QUESTION: Missing genotype for Beagle imputation
0
2
Entering edit mode
4.7 years ago
Lily Wang ▴ 20

Hi Biostars,

I'm trying to impute missing data in my vcf file with variants from 141 samples called by Freebayes with Beagle 4 (the very recent version, released on Jan 21, 2017) for my downstream GWAS, and it gave me the error:

"ERROR: Missing one or both alleles for a genotype:"
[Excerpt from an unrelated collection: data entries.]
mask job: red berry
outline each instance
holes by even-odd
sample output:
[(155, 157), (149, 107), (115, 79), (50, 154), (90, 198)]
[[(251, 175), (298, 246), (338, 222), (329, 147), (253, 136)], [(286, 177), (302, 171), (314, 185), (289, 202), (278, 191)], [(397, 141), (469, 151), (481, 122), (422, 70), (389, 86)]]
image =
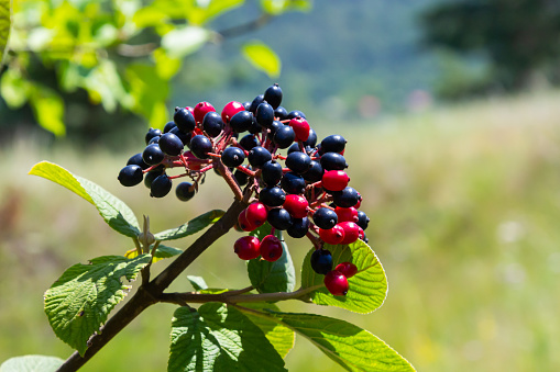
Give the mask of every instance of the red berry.
[(337, 264), (334, 270), (340, 271), (347, 278), (352, 278), (358, 272), (358, 268), (352, 262), (341, 262)]
[(242, 260), (252, 260), (261, 255), (261, 243), (255, 236), (242, 236), (233, 245), (233, 251)]
[(358, 240), (360, 237), (360, 226), (353, 222), (341, 222), (337, 226), (340, 226), (342, 229), (344, 229), (344, 238), (342, 241), (340, 241), (340, 244), (351, 244)]
[(301, 195), (288, 194), (282, 206), (289, 212), (292, 217), (304, 218), (307, 217), (307, 207), (309, 203), (307, 199)]
[(336, 296), (345, 296), (348, 293), (348, 280), (340, 271), (332, 270), (325, 275), (327, 290)]
[(261, 256), (270, 262), (276, 261), (281, 258), (284, 249), (282, 248), (281, 240), (274, 235), (266, 235), (261, 240)]
[(304, 117), (294, 117), (289, 121), (289, 126), (294, 129), (297, 140), (305, 142), (309, 138), (309, 123)]
[(327, 244), (340, 244), (344, 239), (344, 229), (339, 225), (329, 229), (319, 228), (319, 237)]
[(268, 211), (263, 203), (254, 202), (245, 208), (246, 222), (255, 228), (262, 226), (266, 222)]
[(221, 111), (221, 120), (224, 123), (229, 123), (231, 117), (233, 117), (233, 115), (235, 115), (240, 111), (245, 111), (243, 104), (237, 101), (231, 101), (228, 104), (226, 104), (226, 106), (223, 106), (223, 110)]
[(194, 110), (195, 120), (197, 123), (202, 123), (205, 115), (212, 111), (216, 111), (216, 109), (209, 102), (199, 102)]
[(238, 225), (243, 232), (252, 232), (257, 227), (246, 219), (245, 210), (241, 211), (241, 213), (239, 214)]
[(342, 191), (350, 182), (350, 177), (343, 170), (327, 170), (322, 174), (322, 185), (329, 191)]
[(349, 208), (343, 208), (341, 206), (337, 206), (334, 208), (337, 216), (339, 217), (339, 222), (350, 221), (358, 222), (358, 210), (353, 206)]

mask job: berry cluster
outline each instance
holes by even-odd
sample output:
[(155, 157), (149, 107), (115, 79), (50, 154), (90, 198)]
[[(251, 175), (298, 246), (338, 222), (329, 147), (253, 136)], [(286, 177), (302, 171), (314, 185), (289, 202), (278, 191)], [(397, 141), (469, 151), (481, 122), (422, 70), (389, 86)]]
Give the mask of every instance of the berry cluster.
[[(370, 221), (358, 211), (362, 196), (348, 185), (347, 140), (330, 135), (317, 144), (306, 115), (287, 112), (282, 98), (282, 89), (274, 84), (252, 102), (229, 102), (221, 113), (208, 102), (176, 108), (163, 132), (147, 132), (146, 147), (129, 159), (118, 179), (125, 187), (144, 181), (151, 196), (163, 198), (172, 190), (173, 180), (187, 177), (190, 181), (178, 183), (175, 193), (188, 201), (204, 174), (213, 169), (238, 199), (249, 203), (239, 215), (239, 229), (252, 232), (265, 222), (273, 229), (262, 240), (253, 236), (238, 239), (234, 251), (241, 259), (261, 256), (275, 261), (282, 257), (282, 241), (274, 230), (307, 237), (316, 247), (312, 269), (326, 275), (332, 294), (343, 295), (355, 266), (342, 262), (332, 270), (332, 257), (323, 244), (367, 241), (364, 229)], [(240, 138), (244, 132), (249, 134)], [(281, 154), (283, 149), (286, 155)], [(177, 167), (185, 172), (167, 173)]]

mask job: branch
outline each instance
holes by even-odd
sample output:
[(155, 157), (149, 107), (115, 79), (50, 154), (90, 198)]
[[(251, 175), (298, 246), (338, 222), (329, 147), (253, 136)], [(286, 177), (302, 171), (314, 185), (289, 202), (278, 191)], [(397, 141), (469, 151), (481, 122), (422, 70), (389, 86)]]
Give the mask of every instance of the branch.
[[(91, 359), (103, 346), (106, 346), (116, 335), (127, 327), (144, 309), (158, 302), (163, 291), (208, 247), (218, 238), (229, 232), (238, 221), (238, 215), (246, 207), (246, 204), (235, 200), (226, 214), (209, 229), (207, 229), (198, 239), (190, 245), (175, 261), (173, 261), (160, 275), (147, 284), (141, 285), (138, 292), (129, 302), (121, 307), (97, 334), (91, 336), (88, 341), (88, 349), (84, 357), (75, 351), (58, 372), (77, 371), (89, 359)], [(184, 305), (184, 303), (182, 304)]]

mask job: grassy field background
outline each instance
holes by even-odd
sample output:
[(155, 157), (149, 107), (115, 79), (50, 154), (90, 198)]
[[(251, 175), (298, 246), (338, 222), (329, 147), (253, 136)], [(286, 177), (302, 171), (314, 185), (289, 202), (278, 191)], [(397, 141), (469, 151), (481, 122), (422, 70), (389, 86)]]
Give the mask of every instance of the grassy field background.
[[(389, 292), (370, 315), (296, 302), (281, 308), (364, 327), (418, 371), (560, 370), (559, 102), (559, 92), (538, 93), (376, 125), (311, 119), (320, 137), (339, 133), (349, 140), (351, 184), (364, 195), (366, 234)], [(153, 230), (231, 201), (215, 174), (189, 203), (151, 200), (143, 187), (123, 189), (117, 174), (133, 153), (46, 148), (33, 138), (0, 149), (0, 361), (69, 356), (47, 324), (43, 292), (73, 263), (132, 248), (91, 205), (26, 176), (33, 164), (47, 159), (94, 180), (139, 217), (150, 215)], [(244, 262), (231, 249), (239, 236), (221, 238), (188, 274), (204, 275), (210, 286), (245, 286)], [(299, 270), (310, 246), (288, 245)], [(185, 279), (173, 288), (190, 289)], [(165, 370), (174, 308), (147, 309), (83, 370)], [(304, 339), (286, 363), (292, 371), (341, 370)]]

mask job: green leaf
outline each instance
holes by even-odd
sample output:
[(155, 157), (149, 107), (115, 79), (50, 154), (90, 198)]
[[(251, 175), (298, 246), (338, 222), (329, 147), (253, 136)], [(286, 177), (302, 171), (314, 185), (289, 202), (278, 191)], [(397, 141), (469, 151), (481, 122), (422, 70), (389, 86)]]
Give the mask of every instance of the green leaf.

I tried to use only biallelic SNPs since there is a post mentioned Beagle can only handle SNP variants, it still did not work. I also tried a test vcf file with variants I called from one chromosome by GATK Haplotypecaller, it showed the same error. This is the same question as Missing alleles for a genotype in UYG VCF file, however, I tried both way and it did not work out. The vcffilterjs has moved to picard, and if I use

\$ java -jar picard.jar FilterVcf -e 'function accept(v) { var i;for(i=0;i< v.getNSamples();i++) { var g=v.getGenotype(i); if(g.isCalled() && g.getAlleles().size()!=2) return false;} return true;} accept(variant);' test.vcf > test.rm.vcf


It only shows options for FilterVcf.

The second suggestion doesn't work for both my files (called by freebayes and GATK), it resulted only the head lines of vcf file.
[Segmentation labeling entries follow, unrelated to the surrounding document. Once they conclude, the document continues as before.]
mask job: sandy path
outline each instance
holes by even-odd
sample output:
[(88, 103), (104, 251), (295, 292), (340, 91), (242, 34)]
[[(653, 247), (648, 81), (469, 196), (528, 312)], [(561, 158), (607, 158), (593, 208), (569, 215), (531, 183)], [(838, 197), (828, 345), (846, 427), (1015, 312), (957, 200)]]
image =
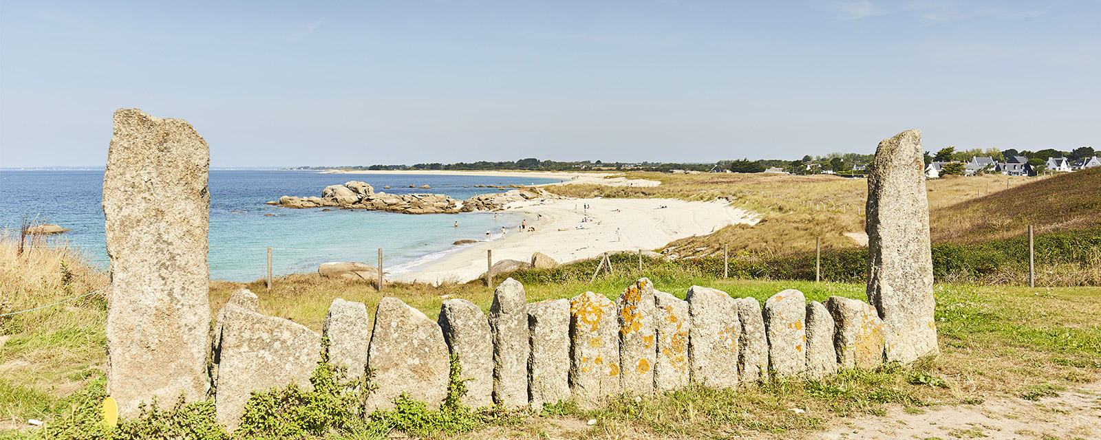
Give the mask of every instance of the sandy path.
[[(584, 206), (588, 204), (588, 211)], [(665, 206), (666, 208), (661, 208)], [(505, 238), (493, 230), (493, 240), (471, 244), (445, 258), (395, 274), (396, 280), (439, 284), (465, 283), (486, 272), (486, 251), (493, 261), (531, 261), (542, 252), (559, 263), (591, 258), (602, 252), (652, 250), (671, 241), (711, 233), (734, 223), (756, 223), (751, 212), (723, 202), (674, 199), (564, 199), (510, 204), (508, 211), (524, 215), (535, 232), (509, 227)], [(542, 218), (538, 217), (542, 215)], [(588, 221), (582, 222), (581, 219)], [(580, 229), (579, 229), (580, 228)], [(559, 229), (563, 229), (559, 231)], [(617, 240), (615, 230), (622, 232)]]

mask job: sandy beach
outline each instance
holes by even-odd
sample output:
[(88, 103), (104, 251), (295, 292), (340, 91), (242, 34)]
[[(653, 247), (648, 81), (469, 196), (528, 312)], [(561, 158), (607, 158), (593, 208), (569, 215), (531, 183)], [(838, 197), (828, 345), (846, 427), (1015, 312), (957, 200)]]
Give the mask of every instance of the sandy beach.
[[(569, 173), (569, 172), (462, 172), (462, 170), (429, 170), (429, 169), (340, 169), (326, 170), (321, 174), (391, 174), (391, 175), (437, 175), (437, 176), (502, 176), (502, 177), (532, 177), (558, 179), (557, 183), (543, 185), (570, 185), (570, 184), (595, 184), (608, 186), (657, 186), (661, 182), (647, 179), (629, 179), (618, 176), (622, 173)], [(539, 186), (539, 185), (536, 185)]]
[[(589, 209), (584, 207), (588, 205)], [(664, 208), (663, 208), (664, 207)], [(519, 220), (502, 220), (506, 233), (491, 231), (491, 240), (468, 244), (454, 254), (394, 274), (392, 279), (429, 284), (465, 283), (486, 272), (486, 251), (493, 261), (531, 261), (542, 252), (559, 263), (591, 258), (602, 252), (653, 250), (671, 241), (711, 233), (734, 223), (755, 224), (757, 218), (726, 202), (675, 199), (558, 199), (510, 204), (534, 232), (520, 232)], [(585, 219), (586, 221), (582, 221)], [(617, 233), (617, 230), (620, 233)]]

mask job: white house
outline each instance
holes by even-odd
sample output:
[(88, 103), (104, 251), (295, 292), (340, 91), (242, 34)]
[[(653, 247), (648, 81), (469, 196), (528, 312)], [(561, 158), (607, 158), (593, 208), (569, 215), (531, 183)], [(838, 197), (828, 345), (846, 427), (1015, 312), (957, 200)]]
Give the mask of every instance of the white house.
[(1050, 157), (1047, 160), (1047, 169), (1053, 172), (1069, 172), (1071, 170), (1070, 161), (1067, 161), (1066, 157)]
[(1086, 168), (1092, 168), (1094, 166), (1101, 166), (1101, 157), (1099, 156), (1082, 157), (1078, 161), (1075, 161), (1075, 169), (1086, 169)]

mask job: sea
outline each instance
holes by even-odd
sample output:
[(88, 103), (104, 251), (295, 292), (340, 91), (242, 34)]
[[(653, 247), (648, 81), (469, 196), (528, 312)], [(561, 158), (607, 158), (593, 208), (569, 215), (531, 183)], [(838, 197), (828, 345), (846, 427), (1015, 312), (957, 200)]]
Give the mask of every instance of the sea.
[[(500, 240), (501, 227), (523, 220), (514, 213), (403, 215), (367, 210), (321, 211), (265, 205), (281, 196), (318, 196), (328, 185), (361, 180), (388, 194), (432, 193), (456, 199), (499, 193), (475, 185), (538, 185), (556, 179), (415, 174), (331, 174), (316, 170), (211, 169), (210, 278), (251, 282), (266, 276), (268, 248), (277, 275), (316, 272), (326, 262), (378, 263), (401, 274), (457, 252), (458, 240)], [(87, 263), (108, 266), (103, 233), (103, 170), (0, 169), (0, 229), (18, 234), (24, 218), (57, 223), (69, 232), (48, 245), (79, 249)], [(428, 185), (432, 189), (410, 188)], [(391, 189), (383, 189), (390, 186)], [(458, 227), (455, 223), (458, 222)]]

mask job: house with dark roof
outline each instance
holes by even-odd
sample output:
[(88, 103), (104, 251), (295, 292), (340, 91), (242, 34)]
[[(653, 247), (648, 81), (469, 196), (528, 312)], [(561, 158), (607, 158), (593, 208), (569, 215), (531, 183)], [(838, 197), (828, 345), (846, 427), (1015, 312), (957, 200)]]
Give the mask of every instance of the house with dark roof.
[[(1017, 156), (1017, 157), (1021, 157), (1021, 156)], [(1004, 174), (1006, 176), (1031, 176), (1031, 175), (1033, 175), (1033, 173), (1032, 173), (1032, 166), (1028, 165), (1027, 162), (1028, 161), (1021, 162), (1021, 163), (1017, 163), (1017, 162), (1001, 163), (1001, 164), (998, 164), (998, 166), (994, 167), (994, 172), (995, 173), (1002, 173), (1002, 174)]]
[(998, 165), (998, 163), (994, 162), (993, 157), (979, 157), (979, 156), (975, 156), (975, 157), (971, 157), (971, 162), (968, 162), (967, 164), (963, 164), (963, 173), (970, 176), (970, 175), (973, 175), (973, 174), (975, 174), (975, 173), (978, 173), (978, 172), (980, 172), (980, 170), (982, 170), (982, 169), (984, 169), (986, 167), (990, 167), (990, 169), (994, 169), (994, 167), (996, 165)]
[(1047, 169), (1053, 172), (1072, 170), (1072, 168), (1070, 168), (1070, 161), (1067, 161), (1066, 157), (1049, 157), (1047, 160)]

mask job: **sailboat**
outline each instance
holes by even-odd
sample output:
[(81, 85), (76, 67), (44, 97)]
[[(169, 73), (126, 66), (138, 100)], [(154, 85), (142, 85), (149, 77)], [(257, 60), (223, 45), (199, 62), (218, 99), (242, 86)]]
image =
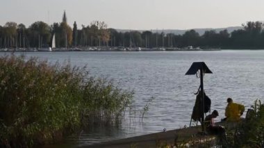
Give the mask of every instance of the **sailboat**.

In my vcf file, freebayes calling line is like this (with multiple samples): Pf3D7_04_v3 3 . C A 1.79263 . AB=0;ABP=0;AC=5;AF=0.0943396;AN=53;AO=7;CIGAR=1X;DP=85;DPB=85;DPRA=1.41435;EPP=10.7656;EPPR=56.9074;GTI=4;LEN=1;MEANALT=1;MQM=19.4286;MQMR=18.0128;NS=53;NUMALT=1;ODDS=0.677882;PAIRED=1;PAIREDR=0.897436;PAO=0;PQA=0;PQR=0;PRO=0;QA=249;QR=2669;RO=78;RPL=0;RPP=18.2106;RPPR=172.385;RPR=7;RUN=1;SAF=6;SAP=10.7656;SAR=1;SRF=61;SRP=56.9074;SRR=17;TYPE=snp GT:DP:AD:RO:QR:AO:QA:GL 0:1:1,0:1:37:0:0:0,-1.29836 0:1:1,0:1:40:0:0:0,-2.48652 1:1:0,1:0:0:1:35:-0.799271,0 (and more)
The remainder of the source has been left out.